Do Ubisoft dividends meaningfully affect yves guillemot net worth?

Usually only marginally in this case. When a fortune is dominated by a large equity stake, dividend payments are typically smaller and inconsistent during downturns, so the share-price move tends to outweigh dividend yield in the short to medium term.

Should I include Yves’s salary and CEO compensation in a net worth estimate?

You can include it as “known annual income,” but it generally will not materially change a headline net worth number for an equity-concentrated fortune. A better approach is to treat compensation as a minor incremental component unless there is a clearly disclosed large non-equity payout or a one-time transaction.

How do stock buybacks change the net worth calculation for Yves’s stake?

Buybacks can alter per-share metrics by reducing share count, which can indirectly affect the share price and therefore the market value of the remaining shares. Your best quick method is to recalculate using actual share count from the latest filing, then multiply by the post-buyback market price, rather than trying to adjust the old valuation manually.

What’s the quickest way to estimate the net worth range on a given day?

Use a two-point range based on market cap scenarios or share price thresholds, then compute: (shares held) × (low share price) to (high share price). This mirrors the article’s explanation that a single stake can look like two very different fortunes depending on valuation timing.

Why might different estimators disagree by hundreds of millions for the same person?

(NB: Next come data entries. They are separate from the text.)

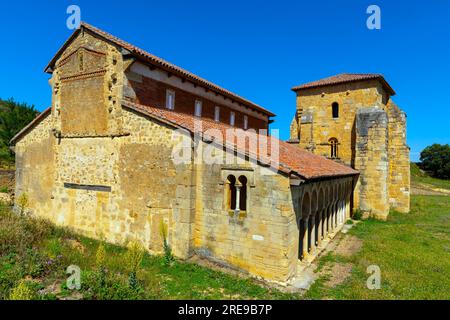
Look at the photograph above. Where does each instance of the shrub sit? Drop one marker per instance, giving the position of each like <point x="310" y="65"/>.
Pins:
<point x="22" y="202"/>
<point x="114" y="287"/>
<point x="436" y="160"/>
<point x="357" y="214"/>
<point x="133" y="259"/>
<point x="168" y="256"/>
<point x="22" y="292"/>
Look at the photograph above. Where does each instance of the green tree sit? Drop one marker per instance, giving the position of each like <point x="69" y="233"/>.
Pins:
<point x="436" y="160"/>
<point x="14" y="117"/>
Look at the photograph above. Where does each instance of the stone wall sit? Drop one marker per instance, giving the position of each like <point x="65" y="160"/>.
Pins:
<point x="108" y="172"/>
<point x="399" y="162"/>
<point x="381" y="154"/>
<point x="372" y="161"/>
<point x="317" y="126"/>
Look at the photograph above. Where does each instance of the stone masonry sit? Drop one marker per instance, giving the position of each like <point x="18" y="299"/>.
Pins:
<point x="370" y="131"/>
<point x="100" y="161"/>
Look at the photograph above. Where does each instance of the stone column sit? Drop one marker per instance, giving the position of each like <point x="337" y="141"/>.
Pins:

They may use different valuation dates, different share-count sources, and different treatment of private holdings, debt, or tax assumptions. Even small differences in what they assume Yves owns beyond the Ubisoft stake can create large gaps when their base is already a concentrated equity position.

How often should I update my own yves guillemot net worth estimate during volatile periods?

During major restructurings or after big corporate news, consider updating after each significant share-price move or after new shareholder-transaction filings. If you are doing monthly tracking, anchor to fixed dates for comparability, similar to how some lists use a snapshot date.

Does Yves’s net worth reflect only what he personally owns, or also family and holding structures?

Most public “net worth” writeups for founder-linked European businesses reflect the economic benefit of the controlled shareholder group, not just a single individual’s direct holdings. The article notes the wealth is a family construct, so you should treat calculations as “stake-controlled” rather than strictly “one person’s brokerage account.”

If a buyout rumor spikes Ubisoft shares, will yves guillemot net worth estimates automatically stay elevated later?

Often they drop quickly when the market re-prices the probability of the deal, especially after clarifications or failure to proceed. For equity-linked fortunes, the estimate is as much about deal likelihood and discount rates as it is about the theoretical offer price.